A questi movimenti politici si accompagnò un pangermanismo dottrinale, cioè una teoria scientifica o pseudoscientifica del germanesimo, le cui origini sono molto remote: l'esaltazione delle prische virtù germaniche risale a Tacito e l'idea d'una vocazione universale della forte e pia nazione tedesca si deve a Lutero; più tardi i romantici contrapposero lo spirito nazionale germanico, tutto raccolta interiorità e sincerità, allo spirito latino, tutto forma esteriore. La coscienza nazionale tedesca si era manifestata nel corso della sua formazione come senso della sua missione spirituale e come gelosa difesa delle tradizioni e del carattere nazionali: durante l'era guglielmina invece vaste zone dell'opinione pubblica vollero trovare la giustificazione della volontà di potenza del nuovo impero in una teoria della razza. Tuttavia i più celebrati campioni di questo pangermanismo, che riduceva la nazione a fatto biologico, non sono tedeschi. Del concetto di razza si sono serviti lo storico inglese E. Gibbon e Ippolito Taine. Verso la metà del secolo scorso il "normanno" conte J.-A. de Gobineau proclamò l'ineguaglianza delle razze, considerò la mescolanza dei sangui come causa di degenerazione e riconobbe alla razza nordica (che i suoi seguaci finirono con identificare con la germanica) il diritto naturale al comando. Penetrate in Germania, le idee del Gobineau divennero la cosiddetta "antropologia politica", che parlò di dolicocefali e brachicefali, di biondi e di bruni, e in base a statistiche antropometriche distinse le razze pure e le miste, le superiori e le inferiori. Tutta la civiltà del Medioevo, del Rinascimento e dell'età moderna fu considerata opera del dolicocefalo biondo, diretto discendente dell'ario primitivo.

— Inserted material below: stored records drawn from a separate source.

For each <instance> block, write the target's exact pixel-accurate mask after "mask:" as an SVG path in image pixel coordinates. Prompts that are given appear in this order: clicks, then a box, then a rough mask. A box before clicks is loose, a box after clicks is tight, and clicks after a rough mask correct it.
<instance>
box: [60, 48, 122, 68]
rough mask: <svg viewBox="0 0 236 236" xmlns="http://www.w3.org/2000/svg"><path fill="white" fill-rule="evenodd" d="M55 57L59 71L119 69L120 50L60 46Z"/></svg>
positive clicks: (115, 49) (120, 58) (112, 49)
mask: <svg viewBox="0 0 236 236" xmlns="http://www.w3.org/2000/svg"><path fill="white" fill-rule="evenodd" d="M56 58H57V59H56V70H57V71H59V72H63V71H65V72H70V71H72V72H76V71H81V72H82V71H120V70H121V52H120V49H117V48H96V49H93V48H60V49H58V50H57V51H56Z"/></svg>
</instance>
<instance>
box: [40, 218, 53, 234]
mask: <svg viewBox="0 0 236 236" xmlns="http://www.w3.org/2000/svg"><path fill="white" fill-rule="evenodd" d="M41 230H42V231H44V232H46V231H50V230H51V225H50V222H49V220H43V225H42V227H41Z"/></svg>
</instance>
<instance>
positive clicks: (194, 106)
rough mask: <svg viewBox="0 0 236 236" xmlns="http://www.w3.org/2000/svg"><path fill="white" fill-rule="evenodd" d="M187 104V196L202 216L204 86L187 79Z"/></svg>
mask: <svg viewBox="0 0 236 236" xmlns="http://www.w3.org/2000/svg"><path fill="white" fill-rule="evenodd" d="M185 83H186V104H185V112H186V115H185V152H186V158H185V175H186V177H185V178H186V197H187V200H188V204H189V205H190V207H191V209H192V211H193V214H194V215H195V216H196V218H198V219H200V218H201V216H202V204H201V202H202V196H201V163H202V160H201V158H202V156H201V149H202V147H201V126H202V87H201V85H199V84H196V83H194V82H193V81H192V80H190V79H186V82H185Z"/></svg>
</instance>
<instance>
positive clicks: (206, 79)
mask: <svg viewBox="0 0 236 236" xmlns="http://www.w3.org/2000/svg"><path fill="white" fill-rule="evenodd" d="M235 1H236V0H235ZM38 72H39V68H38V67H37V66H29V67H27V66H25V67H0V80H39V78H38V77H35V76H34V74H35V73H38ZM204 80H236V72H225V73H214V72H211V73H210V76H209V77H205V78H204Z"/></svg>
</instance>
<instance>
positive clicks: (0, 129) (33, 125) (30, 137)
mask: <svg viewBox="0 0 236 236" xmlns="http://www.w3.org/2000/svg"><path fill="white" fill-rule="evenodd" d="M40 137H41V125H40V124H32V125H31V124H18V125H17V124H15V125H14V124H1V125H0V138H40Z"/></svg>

La teoria fu elemento di calcolo politico, in quanto garantiva prossimo lo sfacelo delle esauste nazioni latine. L'apostolo più acceso di tale pangermanismo fu l'inglese H.S. Chamberlain, le cui vedute sono state adottate ed accentrate dal nazionalsocialismo (v.; cfr., anche Germania, App., p. 91).

Bibl.: 20 Jahre alldeutscher Arbeit und Kämpfe, Lipsia 1910; O. Bonhard, Geschichte des alldeutschen Verbandes, ivi 1920; G. Schönerer, Fünf Reden, Vienna 1891; J. A. de Gobineau, Essai sur l'inégalité des races humaines, 3ª ed., Parigi 1912; F. Lange, Reines Deutschtum. Grundzüge einer nationalen Weltanschauung, Berlino 1893; L. Woltmann, Politische Antrhropologie, Eisenach 1903; W. Hentschel, Varuna. Eine Welt- und Geschichtsbetrachtung vom Standpunkte der Arier, Lipsia 1901; H. S. Chamberlain, Die Grundlagen des XIX. Jahrhunderts, Dresda 1899; J. L. Reimer, Ein pangermanistisches Deutschland, Lipsia 1904; A. Farinelli, L'umanità di Herder e il concetto della razza nella storia dello spirito, in Studi di filologia moderna, I, Catania 1908; ripubblicato in Franche parole alla mia nazione, Torino 1919.